I turn to my other concerns. I share the human rights committee’s concern about the wide scope of Clauses 1 and 2, and echo its view that to criminalise the publication of an article that may be worn or displayed in a private place risks catching a vast amount of activity and being disproportionate. The Minister indicated that the Government intend to update Section 13 of the Terrorism Act 2000, on which Clause 2 of the Bill is based, for the digital age. I hope that update will be available before Committee. In that connection, I note the Government’s reassurance that the existing safeguards were adequate following the human rights committee’s concern that Clause 3 may capture academic and journalistic research as well as those with inquisitive or even foolish minds. I hope that is true.

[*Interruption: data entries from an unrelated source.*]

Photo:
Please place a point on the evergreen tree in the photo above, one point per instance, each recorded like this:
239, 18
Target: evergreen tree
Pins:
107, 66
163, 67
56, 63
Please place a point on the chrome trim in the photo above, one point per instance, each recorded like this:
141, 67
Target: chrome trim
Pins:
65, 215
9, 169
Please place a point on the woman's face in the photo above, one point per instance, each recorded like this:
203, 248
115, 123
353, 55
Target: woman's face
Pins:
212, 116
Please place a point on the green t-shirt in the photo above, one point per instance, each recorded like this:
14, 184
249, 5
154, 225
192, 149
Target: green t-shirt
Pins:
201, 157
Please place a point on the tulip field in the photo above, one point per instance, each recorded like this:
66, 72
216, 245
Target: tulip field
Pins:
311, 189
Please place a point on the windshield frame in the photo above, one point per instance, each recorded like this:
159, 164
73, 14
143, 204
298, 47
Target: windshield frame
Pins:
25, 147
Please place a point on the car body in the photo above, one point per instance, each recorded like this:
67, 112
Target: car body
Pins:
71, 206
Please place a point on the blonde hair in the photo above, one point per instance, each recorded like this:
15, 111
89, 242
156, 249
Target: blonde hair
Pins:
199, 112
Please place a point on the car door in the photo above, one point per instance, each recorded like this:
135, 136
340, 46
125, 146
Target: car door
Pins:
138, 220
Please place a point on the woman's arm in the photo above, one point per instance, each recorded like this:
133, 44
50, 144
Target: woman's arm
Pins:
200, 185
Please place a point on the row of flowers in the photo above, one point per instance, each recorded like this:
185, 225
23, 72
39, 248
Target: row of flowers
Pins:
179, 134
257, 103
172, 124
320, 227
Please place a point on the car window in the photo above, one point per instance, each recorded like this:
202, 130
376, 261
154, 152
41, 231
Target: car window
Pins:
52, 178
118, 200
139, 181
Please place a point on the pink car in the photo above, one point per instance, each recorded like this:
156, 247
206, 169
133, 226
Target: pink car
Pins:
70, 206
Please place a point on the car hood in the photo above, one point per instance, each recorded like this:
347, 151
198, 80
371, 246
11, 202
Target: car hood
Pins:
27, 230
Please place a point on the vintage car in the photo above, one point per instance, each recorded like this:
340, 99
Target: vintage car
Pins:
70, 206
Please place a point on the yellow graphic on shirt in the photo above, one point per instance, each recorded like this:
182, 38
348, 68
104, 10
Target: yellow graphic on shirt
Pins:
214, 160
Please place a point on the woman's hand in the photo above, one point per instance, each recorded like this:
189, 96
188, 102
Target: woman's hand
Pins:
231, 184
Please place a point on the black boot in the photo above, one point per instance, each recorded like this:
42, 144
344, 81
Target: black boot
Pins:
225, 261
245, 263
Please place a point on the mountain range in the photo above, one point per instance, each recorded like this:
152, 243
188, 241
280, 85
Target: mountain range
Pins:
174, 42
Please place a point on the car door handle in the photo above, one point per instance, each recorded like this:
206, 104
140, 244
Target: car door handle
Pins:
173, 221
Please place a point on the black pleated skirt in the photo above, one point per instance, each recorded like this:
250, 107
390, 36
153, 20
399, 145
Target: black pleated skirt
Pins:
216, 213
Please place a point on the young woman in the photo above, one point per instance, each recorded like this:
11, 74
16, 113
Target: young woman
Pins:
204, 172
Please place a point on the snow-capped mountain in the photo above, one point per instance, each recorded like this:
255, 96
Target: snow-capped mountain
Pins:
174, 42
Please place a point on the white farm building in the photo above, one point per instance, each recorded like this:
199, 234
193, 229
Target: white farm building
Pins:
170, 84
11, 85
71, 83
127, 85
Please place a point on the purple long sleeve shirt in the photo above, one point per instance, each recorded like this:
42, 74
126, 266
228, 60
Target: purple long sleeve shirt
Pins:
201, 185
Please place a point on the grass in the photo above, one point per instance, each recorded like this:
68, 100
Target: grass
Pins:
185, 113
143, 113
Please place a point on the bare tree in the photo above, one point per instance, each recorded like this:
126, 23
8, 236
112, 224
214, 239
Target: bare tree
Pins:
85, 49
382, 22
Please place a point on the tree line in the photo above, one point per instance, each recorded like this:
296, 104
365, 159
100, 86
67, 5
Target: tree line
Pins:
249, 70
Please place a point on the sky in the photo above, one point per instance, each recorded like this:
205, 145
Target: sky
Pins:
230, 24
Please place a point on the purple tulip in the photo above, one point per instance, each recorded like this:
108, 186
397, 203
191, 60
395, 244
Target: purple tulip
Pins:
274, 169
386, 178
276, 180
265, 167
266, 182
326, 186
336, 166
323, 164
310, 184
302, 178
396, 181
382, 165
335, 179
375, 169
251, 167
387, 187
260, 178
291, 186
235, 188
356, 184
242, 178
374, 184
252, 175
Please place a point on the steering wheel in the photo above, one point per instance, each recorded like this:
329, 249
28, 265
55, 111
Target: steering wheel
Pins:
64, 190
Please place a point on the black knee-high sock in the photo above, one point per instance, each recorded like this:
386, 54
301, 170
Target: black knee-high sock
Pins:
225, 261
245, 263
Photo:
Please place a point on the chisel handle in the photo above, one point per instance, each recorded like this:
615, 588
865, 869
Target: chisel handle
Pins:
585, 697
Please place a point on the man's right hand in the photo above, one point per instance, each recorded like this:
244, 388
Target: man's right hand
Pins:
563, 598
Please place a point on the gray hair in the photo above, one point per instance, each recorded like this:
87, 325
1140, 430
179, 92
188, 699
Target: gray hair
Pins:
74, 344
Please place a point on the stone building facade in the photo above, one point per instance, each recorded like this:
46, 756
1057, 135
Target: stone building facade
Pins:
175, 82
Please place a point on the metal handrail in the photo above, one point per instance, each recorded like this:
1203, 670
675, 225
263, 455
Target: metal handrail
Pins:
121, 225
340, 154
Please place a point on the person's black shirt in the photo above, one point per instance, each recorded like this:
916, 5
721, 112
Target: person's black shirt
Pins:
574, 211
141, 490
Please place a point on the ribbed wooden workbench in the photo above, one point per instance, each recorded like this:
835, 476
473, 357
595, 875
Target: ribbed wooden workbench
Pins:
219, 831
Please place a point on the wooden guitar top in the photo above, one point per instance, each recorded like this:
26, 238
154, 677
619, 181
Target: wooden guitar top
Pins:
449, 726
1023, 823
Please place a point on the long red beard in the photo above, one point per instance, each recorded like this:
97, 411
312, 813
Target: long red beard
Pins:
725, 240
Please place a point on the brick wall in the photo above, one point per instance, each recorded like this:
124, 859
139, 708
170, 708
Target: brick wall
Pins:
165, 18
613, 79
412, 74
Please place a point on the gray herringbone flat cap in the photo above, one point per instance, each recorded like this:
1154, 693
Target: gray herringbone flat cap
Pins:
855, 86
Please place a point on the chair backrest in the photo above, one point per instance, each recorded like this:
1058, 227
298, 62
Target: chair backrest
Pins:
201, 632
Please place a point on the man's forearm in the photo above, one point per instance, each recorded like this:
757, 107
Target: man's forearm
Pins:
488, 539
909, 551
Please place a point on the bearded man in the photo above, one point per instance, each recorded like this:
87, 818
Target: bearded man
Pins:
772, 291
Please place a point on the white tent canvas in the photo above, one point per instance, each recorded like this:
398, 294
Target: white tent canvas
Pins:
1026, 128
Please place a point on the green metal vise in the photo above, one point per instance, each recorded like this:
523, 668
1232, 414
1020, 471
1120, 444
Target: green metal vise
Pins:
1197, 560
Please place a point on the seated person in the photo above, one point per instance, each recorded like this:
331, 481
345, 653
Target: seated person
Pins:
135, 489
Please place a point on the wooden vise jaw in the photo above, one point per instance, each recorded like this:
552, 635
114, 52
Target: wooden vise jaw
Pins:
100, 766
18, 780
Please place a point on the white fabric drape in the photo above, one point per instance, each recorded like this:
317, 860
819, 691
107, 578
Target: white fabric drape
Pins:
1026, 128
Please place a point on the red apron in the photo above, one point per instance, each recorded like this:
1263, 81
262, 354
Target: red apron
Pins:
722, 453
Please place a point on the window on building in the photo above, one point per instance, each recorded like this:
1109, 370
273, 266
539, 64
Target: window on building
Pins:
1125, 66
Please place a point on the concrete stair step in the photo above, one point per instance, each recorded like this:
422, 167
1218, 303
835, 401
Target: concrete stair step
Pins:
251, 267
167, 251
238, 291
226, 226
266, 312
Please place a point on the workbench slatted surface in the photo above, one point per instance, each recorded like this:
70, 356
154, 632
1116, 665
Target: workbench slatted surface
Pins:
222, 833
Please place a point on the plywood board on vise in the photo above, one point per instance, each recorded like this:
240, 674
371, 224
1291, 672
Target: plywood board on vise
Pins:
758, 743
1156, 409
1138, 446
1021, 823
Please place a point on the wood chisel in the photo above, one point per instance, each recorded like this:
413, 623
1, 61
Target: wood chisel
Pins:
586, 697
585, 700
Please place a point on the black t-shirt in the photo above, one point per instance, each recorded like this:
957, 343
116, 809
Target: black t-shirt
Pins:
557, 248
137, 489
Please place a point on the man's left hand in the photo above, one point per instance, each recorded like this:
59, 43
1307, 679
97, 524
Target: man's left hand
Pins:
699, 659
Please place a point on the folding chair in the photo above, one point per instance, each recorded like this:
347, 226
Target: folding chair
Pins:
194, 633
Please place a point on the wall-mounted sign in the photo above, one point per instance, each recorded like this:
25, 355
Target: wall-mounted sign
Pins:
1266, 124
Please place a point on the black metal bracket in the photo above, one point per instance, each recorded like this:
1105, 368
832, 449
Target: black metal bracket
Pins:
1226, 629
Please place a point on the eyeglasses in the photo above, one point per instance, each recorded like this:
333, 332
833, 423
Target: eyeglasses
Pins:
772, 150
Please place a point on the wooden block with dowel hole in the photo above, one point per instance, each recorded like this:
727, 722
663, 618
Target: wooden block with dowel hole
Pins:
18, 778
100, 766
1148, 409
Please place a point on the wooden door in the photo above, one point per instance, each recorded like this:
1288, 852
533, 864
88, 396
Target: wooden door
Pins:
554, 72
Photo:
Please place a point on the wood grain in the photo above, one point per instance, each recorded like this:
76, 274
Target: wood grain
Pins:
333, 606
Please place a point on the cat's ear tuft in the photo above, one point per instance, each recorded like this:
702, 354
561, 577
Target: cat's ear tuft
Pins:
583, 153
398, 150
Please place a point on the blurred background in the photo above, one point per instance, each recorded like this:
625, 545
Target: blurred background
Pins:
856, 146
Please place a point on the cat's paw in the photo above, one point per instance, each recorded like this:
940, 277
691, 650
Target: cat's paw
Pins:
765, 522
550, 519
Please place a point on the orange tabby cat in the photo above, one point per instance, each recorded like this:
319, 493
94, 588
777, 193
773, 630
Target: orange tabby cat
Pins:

Acknowledging the views of the noble Lord, Lord Faulks, about the need for convicted terrorists to be sent to prison but also the concerns of the noble Lord, Lord Marks, about the current situation in our overcrowded and understaffed prisons, I am concerned that insufficient thought has been given to the implications of the increased sentences in Clauses 7 to 11. As Chief Inspector of Prisons I inspected both HMP Maze, which housed terrorists in Northern Ireland, and the special separation unit in HMP Belmarsh, which housed both Northern Ireland prisoners, some of whom were on hunger strike, and others convicted of terrorist offences. In both cases, I was very concerned about the lack of support for staff, who were put under immense strain, particularly mentally, because of the intensity of their task and their subjection to propaganda. Do the Government intend to separate terrorists from other prisoners and, if their numbers build up, do they intend to establish a Maze? Either way, consideration needs to be given to what regime might be imposed on terrorist prisoners and what additional resources, including management, support and training, ought to be provided for their guards.
Finally, I agree with all those who have recommended that the Prevent strategy be independently reviewed. I am very glad that the noble Baroness, Lady Warsi, said what she did, because Muslims risk being demonised by the failure to engage with them. If the Government are so keen on revising the legislation as a whole, why not all of its parts, including Prevent?